I due uragani – Michele racconta come il primo uragano si sia scatenato sulla “Playa” una settimana prima dell’inizio della manifestazione. «E quella volta, ha piovuto decisamente più della seconda quando l’evento era già in corso. In entrambe le occasioni c’era fango ovunque. Questo è vero. Ma io non ho visto particolari scene di panico. Certo, era seccante dovere stare in tenda vista la quantità di opportunità che il festival offriva. Si ripiegava sul riposo, sulla meditazione, sullo yoga. Su nove giorni di festival sono rimasto in tenda un giorno e mezzo. Alla fine neanche poi molto».
Dalla musica all’arte – Ma quali sarebbero queste opportunità? Michele, che come volontario ha contribuito a realizzare una parte dell’enorme recinzione delimitante l’area, ne elenca alcune: «C’è di tutto. Dalla musica all’arte. Dal cibo allo sport. Io sono riuscito a fare anche un’ultraterrena. C’è un clima di integrazione. Uno dei principi è il dono. Poi c’è l’abbraccio. Cose che nella società fredda in cui viviamo vedi raramente. Il morto? Dispiace davvero. Però stiamo parlando di una persona su 70'000. E non sappiamo nemmeno bene come è deceduta».

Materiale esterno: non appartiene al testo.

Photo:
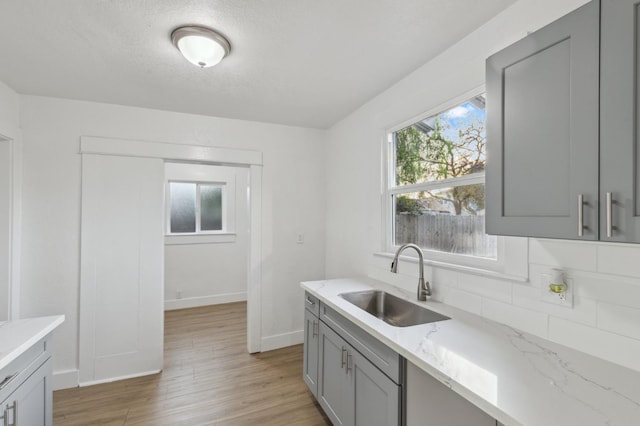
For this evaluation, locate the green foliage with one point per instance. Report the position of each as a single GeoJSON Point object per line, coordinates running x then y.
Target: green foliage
{"type": "Point", "coordinates": [405, 204]}
{"type": "Point", "coordinates": [427, 156]}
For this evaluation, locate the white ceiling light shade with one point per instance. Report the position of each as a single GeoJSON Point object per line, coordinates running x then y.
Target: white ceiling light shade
{"type": "Point", "coordinates": [201, 46]}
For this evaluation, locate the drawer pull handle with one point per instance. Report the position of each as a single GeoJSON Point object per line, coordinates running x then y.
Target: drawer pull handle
{"type": "Point", "coordinates": [6, 380]}
{"type": "Point", "coordinates": [609, 199]}
{"type": "Point", "coordinates": [14, 408]}
{"type": "Point", "coordinates": [580, 215]}
{"type": "Point", "coordinates": [344, 357]}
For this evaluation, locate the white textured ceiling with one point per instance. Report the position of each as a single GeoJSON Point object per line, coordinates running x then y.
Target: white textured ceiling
{"type": "Point", "coordinates": [297, 62]}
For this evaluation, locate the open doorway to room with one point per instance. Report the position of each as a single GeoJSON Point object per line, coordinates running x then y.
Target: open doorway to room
{"type": "Point", "coordinates": [122, 292]}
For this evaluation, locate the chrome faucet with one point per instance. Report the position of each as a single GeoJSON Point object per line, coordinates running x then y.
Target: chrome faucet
{"type": "Point", "coordinates": [424, 289]}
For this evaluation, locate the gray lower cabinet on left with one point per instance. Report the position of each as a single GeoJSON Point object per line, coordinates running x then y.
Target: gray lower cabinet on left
{"type": "Point", "coordinates": [26, 394]}
{"type": "Point", "coordinates": [356, 379]}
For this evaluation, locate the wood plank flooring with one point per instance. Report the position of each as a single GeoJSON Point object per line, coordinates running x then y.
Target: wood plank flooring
{"type": "Point", "coordinates": [208, 379]}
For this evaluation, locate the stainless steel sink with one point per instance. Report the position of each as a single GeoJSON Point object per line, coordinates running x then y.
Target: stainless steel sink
{"type": "Point", "coordinates": [391, 309]}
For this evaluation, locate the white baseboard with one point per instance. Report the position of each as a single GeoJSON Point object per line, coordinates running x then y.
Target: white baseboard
{"type": "Point", "coordinates": [282, 340]}
{"type": "Point", "coordinates": [194, 302]}
{"type": "Point", "coordinates": [65, 379]}
{"type": "Point", "coordinates": [115, 379]}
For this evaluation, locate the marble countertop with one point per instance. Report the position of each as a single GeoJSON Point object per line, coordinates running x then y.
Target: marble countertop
{"type": "Point", "coordinates": [517, 378]}
{"type": "Point", "coordinates": [19, 335]}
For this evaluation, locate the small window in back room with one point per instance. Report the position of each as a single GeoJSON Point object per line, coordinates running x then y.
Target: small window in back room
{"type": "Point", "coordinates": [195, 207]}
{"type": "Point", "coordinates": [436, 185]}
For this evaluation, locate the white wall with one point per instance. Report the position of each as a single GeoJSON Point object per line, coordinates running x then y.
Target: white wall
{"type": "Point", "coordinates": [605, 320]}
{"type": "Point", "coordinates": [5, 227]}
{"type": "Point", "coordinates": [293, 201]}
{"type": "Point", "coordinates": [10, 152]}
{"type": "Point", "coordinates": [208, 273]}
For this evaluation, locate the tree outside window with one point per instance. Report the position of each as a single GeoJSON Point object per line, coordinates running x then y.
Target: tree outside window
{"type": "Point", "coordinates": [438, 184]}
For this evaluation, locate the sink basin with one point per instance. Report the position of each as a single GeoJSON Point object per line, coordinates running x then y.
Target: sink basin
{"type": "Point", "coordinates": [391, 309]}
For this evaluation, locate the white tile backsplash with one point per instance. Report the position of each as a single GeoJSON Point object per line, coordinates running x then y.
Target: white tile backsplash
{"type": "Point", "coordinates": [619, 319]}
{"type": "Point", "coordinates": [531, 321]}
{"type": "Point", "coordinates": [565, 254]}
{"type": "Point", "coordinates": [485, 287]}
{"type": "Point", "coordinates": [619, 259]}
{"type": "Point", "coordinates": [604, 320]}
{"type": "Point", "coordinates": [464, 300]}
{"type": "Point", "coordinates": [603, 344]}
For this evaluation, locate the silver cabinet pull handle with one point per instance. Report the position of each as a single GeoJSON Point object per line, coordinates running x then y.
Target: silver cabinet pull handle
{"type": "Point", "coordinates": [15, 414]}
{"type": "Point", "coordinates": [609, 214]}
{"type": "Point", "coordinates": [344, 357]}
{"type": "Point", "coordinates": [580, 215]}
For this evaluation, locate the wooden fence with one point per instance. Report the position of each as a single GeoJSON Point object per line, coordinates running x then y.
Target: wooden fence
{"type": "Point", "coordinates": [454, 234]}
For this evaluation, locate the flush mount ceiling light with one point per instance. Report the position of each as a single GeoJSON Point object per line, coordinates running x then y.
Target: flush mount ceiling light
{"type": "Point", "coordinates": [201, 46]}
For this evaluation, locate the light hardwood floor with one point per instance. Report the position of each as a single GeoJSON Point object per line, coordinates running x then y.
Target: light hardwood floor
{"type": "Point", "coordinates": [208, 379]}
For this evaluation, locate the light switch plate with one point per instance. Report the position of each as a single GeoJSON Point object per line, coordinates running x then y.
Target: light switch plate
{"type": "Point", "coordinates": [561, 299]}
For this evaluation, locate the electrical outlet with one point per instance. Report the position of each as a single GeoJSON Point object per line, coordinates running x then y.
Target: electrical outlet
{"type": "Point", "coordinates": [561, 299]}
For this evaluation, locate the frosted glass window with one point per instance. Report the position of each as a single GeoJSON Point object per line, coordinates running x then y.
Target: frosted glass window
{"type": "Point", "coordinates": [196, 207]}
{"type": "Point", "coordinates": [210, 208]}
{"type": "Point", "coordinates": [183, 207]}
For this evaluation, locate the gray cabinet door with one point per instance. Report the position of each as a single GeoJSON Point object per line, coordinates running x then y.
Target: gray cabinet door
{"type": "Point", "coordinates": [32, 402]}
{"type": "Point", "coordinates": [542, 131]}
{"type": "Point", "coordinates": [619, 120]}
{"type": "Point", "coordinates": [310, 356]}
{"type": "Point", "coordinates": [377, 397]}
{"type": "Point", "coordinates": [335, 392]}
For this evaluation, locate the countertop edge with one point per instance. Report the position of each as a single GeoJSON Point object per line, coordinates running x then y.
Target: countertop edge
{"type": "Point", "coordinates": [458, 388]}
{"type": "Point", "coordinates": [43, 326]}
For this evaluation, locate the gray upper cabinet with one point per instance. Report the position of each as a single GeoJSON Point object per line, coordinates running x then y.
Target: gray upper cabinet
{"type": "Point", "coordinates": [542, 131]}
{"type": "Point", "coordinates": [619, 120]}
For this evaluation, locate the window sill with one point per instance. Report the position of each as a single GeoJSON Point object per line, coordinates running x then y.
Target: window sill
{"type": "Point", "coordinates": [459, 268]}
{"type": "Point", "coordinates": [221, 238]}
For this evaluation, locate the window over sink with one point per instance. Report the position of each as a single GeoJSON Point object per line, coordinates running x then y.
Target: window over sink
{"type": "Point", "coordinates": [435, 191]}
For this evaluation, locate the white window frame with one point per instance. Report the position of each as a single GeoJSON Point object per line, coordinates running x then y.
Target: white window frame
{"type": "Point", "coordinates": [202, 174]}
{"type": "Point", "coordinates": [198, 230]}
{"type": "Point", "coordinates": [464, 262]}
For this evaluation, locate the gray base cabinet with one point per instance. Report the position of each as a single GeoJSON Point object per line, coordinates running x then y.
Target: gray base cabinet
{"type": "Point", "coordinates": [430, 403]}
{"type": "Point", "coordinates": [356, 379]}
{"type": "Point", "coordinates": [26, 395]}
{"type": "Point", "coordinates": [310, 359]}
{"type": "Point", "coordinates": [352, 391]}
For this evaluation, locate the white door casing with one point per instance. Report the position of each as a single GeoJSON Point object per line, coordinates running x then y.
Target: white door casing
{"type": "Point", "coordinates": [5, 227]}
{"type": "Point", "coordinates": [121, 278]}
{"type": "Point", "coordinates": [105, 362]}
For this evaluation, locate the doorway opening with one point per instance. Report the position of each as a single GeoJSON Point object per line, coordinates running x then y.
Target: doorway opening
{"type": "Point", "coordinates": [206, 235]}
{"type": "Point", "coordinates": [127, 247]}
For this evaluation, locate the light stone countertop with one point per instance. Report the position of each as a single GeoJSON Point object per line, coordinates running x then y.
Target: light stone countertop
{"type": "Point", "coordinates": [517, 378]}
{"type": "Point", "coordinates": [17, 336]}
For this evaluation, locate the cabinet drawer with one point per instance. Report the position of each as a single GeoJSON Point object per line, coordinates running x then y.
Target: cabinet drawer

«Fuori dalla zona di comfort» – Asiatici, russi, europei, americani. «Devo dire la verità: mi hanno detto che c’erano altri svizzeri, ma non ne ho incontrato nemmeno uno, talmente c’era tanta gente. Ho visto persone di ogni età. Tanti 40enni e 50enni. E anche diversi ultra 80enni. Uno era addirittura col girello. Il Burning Man, che si è concluso come sempre con l’incendio di una statua di legno alta circa 12 metri, è qualcosa di incredibilmente grande. E ti consente di uscire dalla tua zona di comfort: al campo bisognava imparare ad arrangiarsi. Ho notato una dedizione al lavoro altissima. Sul posto sono arrivati anche alcuni militari americani per valutare l'operato del Burning Man. La valutazione è stata ottima. Per me è stata un’esperienza indimenticabile e arricchente».